Definition help

project2501 · January 25, 2012, 1:35pm

Hi,
I've read the online guides and searched for past threads. I'm
trying to get a clear definition of the following terms but having
trouble.

Node - I think this means an instance of ES running on a server.
Index - I know what this means in Lucene, but is it identical in ES
or is there more? e.g. logical definition? or physical?
Shard - I see that indices are created with 'shards'. But what IS a
shard and why does it exist? When I have an index with 5 shards, does
that mean 5 physical lucene indices that are separate?
Replica - I read that a shard has a replica. How does that work? If
I have 5 shards, I need 5 replicas for each shard as failover data? Or
1 replica merges the data of 5 shards into itself?

Maybe there is a simple diagram somewhere showing these relationships.
Reading the API docs to learn these relationships is rather hard. Any
help appreciated.

thanks.

kimchy · January 25, 2012, 4:43pm

On Wednesday, January 25, 2012 at 3:35 PM, project2501 wrote:

Hi,
I've read the online guides and searched for past threads. I'm
trying to get a clear definition of the following terms but having
trouble.

Node - I think this means an instance of ES running on a server.
Yes, and instance of elasticsearch.

Index - I know what this means in Lucene, but is it identical in ES
or is there more? e.g. logical definition? or physical?

An index has is a logical concept that encapsulates specific data. It it broken down into shards and shards can have replicas. It also hold mappings definition and specific settings associated with it.

Shard - I see that indices are created with 'shards'. But what IS a
shard and why does it exist? When I have an index with 5 shards, does
that mean 5 physical lucene indices that are separate?

Yes, and if you have replicas, then more.

Replica - I read that a shard has a replica. How does that work? If
I have 5 shards, I need 5 replicas for each shard as failover data? Or
1 replica merges the data of 5 shards into itself?

If you have an index with 5 shards and index.number_of_replicas set to 1, then each shard will have a single replica (two copies).

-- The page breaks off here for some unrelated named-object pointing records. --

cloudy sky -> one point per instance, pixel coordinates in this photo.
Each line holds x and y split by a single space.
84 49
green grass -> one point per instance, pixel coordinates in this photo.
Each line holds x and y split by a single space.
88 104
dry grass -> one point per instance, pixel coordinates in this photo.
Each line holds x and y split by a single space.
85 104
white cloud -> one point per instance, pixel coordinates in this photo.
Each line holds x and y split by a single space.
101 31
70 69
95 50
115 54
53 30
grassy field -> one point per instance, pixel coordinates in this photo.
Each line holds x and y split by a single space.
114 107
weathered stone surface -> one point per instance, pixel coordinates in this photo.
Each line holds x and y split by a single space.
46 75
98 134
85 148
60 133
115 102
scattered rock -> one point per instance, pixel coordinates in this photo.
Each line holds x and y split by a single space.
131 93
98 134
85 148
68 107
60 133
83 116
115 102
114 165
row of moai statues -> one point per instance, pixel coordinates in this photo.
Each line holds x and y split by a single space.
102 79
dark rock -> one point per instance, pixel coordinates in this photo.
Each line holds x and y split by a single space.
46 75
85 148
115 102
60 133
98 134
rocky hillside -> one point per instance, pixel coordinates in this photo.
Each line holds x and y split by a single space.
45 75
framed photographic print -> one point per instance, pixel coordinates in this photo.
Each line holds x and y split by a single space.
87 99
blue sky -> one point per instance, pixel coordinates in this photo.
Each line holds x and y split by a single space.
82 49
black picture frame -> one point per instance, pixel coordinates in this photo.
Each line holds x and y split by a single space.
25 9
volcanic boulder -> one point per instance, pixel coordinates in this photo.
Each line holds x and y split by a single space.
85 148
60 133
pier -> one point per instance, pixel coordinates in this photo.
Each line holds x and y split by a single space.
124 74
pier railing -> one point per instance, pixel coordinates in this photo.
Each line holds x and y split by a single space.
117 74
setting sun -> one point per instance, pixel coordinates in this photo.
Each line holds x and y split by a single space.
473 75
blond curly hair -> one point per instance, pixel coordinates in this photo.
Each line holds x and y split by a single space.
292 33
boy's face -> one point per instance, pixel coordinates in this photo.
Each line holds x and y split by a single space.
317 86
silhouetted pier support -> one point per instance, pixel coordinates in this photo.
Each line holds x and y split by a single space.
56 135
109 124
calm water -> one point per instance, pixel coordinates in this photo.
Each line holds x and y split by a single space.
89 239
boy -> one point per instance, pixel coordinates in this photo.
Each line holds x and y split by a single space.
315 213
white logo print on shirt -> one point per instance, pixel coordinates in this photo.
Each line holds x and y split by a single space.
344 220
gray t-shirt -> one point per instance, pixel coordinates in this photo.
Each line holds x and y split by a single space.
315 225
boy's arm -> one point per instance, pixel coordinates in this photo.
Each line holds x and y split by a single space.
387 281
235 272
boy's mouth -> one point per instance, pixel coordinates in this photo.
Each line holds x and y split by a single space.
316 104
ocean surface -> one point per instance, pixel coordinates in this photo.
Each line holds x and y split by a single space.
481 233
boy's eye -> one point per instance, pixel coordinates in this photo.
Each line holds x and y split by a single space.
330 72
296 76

Maybe there is a simple diagram somewhere showing these relationships.
Reading the API docs to learn these relationships is rather hard. Any
help appreciated.

thanks.

project2501 · January 26, 2012, 1:51pm

Thanks Shay.

So a shard is a 'physical' index, in the lucene sense? And an ES index
is broken down into multiple physical indexes for some reason?
Performance? scaling?

Appreciate the info.

On Jan 25, 11:43 am, Shay Banon kim...@gmail.com wrote:

On Wednesday, January 25, 2012 at 3:35 PM, project2501 wrote:

Hi,
I've read the online guides and searched for past threads. I'm
trying to get a clear definition of the following terms but having
trouble.

Node - I think this means an instance of ES running on a server.

Yes, and instance of elasticsearch.

Index - I know what this means in Lucene, but is it identical in ES
or is there more? e.g. logical definition? or physical?

An index has is a logical concept that encapsulates specific data. It it broken down into shards and shards can have replicas. It also hold mappings definition and specific settings associated with it.

Shard - I see that indices are created with 'shards'. But what IS a
shard and why does it exist? When I have an index with 5 shards, does
that mean 5 physical lucene indices that are separate?

Yes, and if you have replicas, then more.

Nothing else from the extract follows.